In Marshall, we look at Thurgood's early days as a lawyer for the NAACP. Marshall traveled around the country on behalf of the organization to defend African-Americans against a system that tended to work against them. Marshall was quick and knowledgeable, and he knew how to use the laws to protect his clients.
The focus of this film is a case in Greenwich, Conn., where Marshall is to defend a black man accused of raping a well-to-do white socialite. It's simple in the state's mind -- black chauffeur Joseph Spell (Sterling K. Brown) stands accused by his white employer Eleanor Strubing (Kate Hudson) of assaulting her, tossing her in a river and leaving her for dead. But nothing is so open and shut when it comes to racially motivated cases.

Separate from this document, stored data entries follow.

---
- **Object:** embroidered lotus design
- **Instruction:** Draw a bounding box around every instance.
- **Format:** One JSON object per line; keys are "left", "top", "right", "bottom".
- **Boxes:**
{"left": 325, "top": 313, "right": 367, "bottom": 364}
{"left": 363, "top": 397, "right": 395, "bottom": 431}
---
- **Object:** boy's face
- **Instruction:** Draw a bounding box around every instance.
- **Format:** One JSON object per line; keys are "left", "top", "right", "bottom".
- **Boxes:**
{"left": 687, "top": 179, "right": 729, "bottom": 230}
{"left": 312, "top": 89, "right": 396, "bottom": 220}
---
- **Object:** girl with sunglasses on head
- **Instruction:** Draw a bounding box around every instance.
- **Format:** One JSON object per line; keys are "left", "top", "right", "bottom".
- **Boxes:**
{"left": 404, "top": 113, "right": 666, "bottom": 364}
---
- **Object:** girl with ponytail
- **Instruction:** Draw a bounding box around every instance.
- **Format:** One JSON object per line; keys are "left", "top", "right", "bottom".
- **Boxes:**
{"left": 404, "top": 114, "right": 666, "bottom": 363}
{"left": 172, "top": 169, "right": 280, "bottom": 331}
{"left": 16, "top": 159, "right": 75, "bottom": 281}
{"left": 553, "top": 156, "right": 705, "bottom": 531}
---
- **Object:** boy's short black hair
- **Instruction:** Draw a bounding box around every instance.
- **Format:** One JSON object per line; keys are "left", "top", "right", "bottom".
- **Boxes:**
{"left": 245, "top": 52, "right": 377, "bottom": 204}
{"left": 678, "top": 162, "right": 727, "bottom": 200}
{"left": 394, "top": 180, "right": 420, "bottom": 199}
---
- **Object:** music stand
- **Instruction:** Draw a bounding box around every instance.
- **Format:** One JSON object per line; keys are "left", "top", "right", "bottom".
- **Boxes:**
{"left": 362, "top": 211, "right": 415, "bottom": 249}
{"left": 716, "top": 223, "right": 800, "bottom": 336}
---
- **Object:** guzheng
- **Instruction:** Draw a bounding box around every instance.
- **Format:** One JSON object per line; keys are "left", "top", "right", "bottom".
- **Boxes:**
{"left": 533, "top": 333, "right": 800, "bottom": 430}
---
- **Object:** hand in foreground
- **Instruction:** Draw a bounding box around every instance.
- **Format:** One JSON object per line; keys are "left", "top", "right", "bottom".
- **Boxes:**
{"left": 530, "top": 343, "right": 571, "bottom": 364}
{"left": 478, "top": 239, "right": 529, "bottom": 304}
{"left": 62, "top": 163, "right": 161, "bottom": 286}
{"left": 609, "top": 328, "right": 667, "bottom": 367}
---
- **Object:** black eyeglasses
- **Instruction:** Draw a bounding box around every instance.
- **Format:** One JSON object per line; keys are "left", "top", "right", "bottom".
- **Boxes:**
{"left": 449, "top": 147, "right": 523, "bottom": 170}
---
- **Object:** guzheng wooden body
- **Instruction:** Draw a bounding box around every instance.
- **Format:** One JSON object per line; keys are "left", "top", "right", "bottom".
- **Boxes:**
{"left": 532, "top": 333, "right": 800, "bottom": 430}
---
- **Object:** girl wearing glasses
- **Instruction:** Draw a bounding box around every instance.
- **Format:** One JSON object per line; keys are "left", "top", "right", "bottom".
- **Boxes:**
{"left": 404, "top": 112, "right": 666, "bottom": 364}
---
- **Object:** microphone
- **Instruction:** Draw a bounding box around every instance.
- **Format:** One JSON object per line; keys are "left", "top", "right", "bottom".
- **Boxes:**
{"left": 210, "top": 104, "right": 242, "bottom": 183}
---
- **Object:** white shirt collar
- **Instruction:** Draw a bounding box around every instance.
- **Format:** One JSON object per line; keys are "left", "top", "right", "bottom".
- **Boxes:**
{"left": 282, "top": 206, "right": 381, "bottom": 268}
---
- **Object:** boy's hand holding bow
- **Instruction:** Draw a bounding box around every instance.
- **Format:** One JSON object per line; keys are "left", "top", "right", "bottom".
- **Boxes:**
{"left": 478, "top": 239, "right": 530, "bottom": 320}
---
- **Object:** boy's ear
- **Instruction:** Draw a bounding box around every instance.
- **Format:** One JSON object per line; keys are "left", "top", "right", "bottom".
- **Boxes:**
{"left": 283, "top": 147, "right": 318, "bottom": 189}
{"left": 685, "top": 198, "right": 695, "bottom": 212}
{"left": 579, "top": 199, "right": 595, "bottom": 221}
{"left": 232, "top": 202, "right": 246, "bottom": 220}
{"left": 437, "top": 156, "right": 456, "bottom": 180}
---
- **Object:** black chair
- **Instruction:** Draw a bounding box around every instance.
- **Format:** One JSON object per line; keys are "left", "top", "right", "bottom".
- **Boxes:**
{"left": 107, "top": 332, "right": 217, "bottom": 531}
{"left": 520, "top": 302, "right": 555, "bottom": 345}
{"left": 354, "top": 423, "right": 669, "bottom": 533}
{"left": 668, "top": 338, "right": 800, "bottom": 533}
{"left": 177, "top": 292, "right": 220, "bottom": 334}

When Marshall arrives in town, his first question for the defendant is the obvious one -- did you do it? And when Spell's answer leaves little doubt, Marshall proceeds to offer up a defense. But there is another hurdle to overcome. Judge Foster (James Cromwell) will not let Marshall try the case and forces local attorney Sam Friedman (Josh Gad) to proceed. Friedman thought he was only there to ask that Marshall defend Spell and is none too pleased to be in the thick of things. Can justice be found for everyone in this case?

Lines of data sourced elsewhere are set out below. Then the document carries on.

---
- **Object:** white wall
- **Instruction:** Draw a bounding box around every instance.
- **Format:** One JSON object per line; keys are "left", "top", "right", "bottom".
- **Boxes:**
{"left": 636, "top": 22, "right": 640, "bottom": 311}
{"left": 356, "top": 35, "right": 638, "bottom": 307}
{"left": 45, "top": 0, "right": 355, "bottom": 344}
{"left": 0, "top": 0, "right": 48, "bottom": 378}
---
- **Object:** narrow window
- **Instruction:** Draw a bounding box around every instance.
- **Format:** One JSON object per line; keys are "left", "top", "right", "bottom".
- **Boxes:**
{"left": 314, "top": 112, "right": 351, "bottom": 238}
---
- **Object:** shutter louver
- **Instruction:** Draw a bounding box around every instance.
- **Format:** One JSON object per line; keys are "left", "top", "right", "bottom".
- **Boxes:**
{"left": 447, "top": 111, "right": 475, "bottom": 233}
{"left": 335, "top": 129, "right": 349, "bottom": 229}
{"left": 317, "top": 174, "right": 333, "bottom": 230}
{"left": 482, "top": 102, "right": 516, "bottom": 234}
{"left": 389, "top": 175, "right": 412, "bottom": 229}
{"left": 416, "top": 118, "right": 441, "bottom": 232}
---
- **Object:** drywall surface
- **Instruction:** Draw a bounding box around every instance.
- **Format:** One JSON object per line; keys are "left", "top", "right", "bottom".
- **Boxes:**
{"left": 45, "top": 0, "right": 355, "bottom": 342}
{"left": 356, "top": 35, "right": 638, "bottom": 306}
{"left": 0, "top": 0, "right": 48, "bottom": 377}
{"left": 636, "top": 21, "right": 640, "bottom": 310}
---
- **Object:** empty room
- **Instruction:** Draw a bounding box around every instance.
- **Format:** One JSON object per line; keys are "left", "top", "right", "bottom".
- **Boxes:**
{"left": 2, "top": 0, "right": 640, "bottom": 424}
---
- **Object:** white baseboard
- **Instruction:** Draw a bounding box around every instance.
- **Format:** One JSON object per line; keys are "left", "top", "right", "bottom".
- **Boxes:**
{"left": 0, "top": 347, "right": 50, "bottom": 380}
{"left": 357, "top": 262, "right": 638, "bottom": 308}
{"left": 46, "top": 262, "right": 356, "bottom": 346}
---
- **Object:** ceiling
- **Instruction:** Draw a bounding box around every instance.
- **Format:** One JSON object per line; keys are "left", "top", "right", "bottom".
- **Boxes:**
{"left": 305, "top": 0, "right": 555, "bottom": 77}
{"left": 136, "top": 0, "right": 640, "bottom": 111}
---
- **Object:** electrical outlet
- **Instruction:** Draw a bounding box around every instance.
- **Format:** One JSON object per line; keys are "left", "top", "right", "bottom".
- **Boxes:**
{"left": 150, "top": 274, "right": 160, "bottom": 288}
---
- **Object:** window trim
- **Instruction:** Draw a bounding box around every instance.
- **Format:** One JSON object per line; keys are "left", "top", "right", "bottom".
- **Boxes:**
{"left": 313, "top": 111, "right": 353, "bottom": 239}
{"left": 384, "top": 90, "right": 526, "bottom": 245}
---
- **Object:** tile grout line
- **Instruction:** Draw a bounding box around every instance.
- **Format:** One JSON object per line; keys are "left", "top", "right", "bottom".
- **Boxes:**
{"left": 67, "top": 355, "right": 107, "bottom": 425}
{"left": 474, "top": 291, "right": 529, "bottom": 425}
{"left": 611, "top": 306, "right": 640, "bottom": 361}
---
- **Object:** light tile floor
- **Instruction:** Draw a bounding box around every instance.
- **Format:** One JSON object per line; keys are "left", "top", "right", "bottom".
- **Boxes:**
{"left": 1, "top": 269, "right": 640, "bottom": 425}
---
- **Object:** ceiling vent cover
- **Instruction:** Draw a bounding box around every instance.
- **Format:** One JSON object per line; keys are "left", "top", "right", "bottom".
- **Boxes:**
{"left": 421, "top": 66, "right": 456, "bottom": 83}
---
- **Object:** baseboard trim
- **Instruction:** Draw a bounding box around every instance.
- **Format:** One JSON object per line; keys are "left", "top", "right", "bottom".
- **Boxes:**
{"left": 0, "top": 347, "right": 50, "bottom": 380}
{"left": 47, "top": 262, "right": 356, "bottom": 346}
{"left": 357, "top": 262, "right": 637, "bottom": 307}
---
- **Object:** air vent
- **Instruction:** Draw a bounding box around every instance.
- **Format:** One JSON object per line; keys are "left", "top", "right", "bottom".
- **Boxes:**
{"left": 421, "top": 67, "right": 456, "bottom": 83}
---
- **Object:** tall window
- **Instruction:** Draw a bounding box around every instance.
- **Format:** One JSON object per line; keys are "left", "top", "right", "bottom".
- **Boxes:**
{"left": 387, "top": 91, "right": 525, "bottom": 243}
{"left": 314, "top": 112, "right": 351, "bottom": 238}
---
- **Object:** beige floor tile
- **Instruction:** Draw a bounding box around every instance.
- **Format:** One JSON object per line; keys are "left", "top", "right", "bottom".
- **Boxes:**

I like the fact that the film details the racial struggles that were present within the country. I love that it utilizes an iconic historical figure to show that even one person can make a difference.
Boseman is solid in his portrayal of the legendary litigator. He shows the courage of conviction needed to proceed past all of the roadblocks that were constantly placed in Marshall's way. Coupling him with Gad makes for a good representation of the actual lawyers and the situations that they dealt with.
My issue is simply this -- Marshall is more of a procedural courtroom film and less of a historical biopic. If you are looking for more of Thurgood Marshall's history, this isn't the film for you. This film is not about Marshall's illustrious career. Instead, it focuses on a single case and the ramifications of it. In doing so, it only briefly touches on the makeup of this iconic historical figure.
And I need to mention, for a PG-13 rating, this gets a bit rough. There's harsh foul language and some extended detail of the alleged rape sequence that is quite uncomfortable for the rating.
Thurgood Marshall's story needs to be told. We need to see how one man can change the evil in society and inspire others to do the same. That happened, and we should know that it happened. I just think it should focus more on the whole and less on one specific case.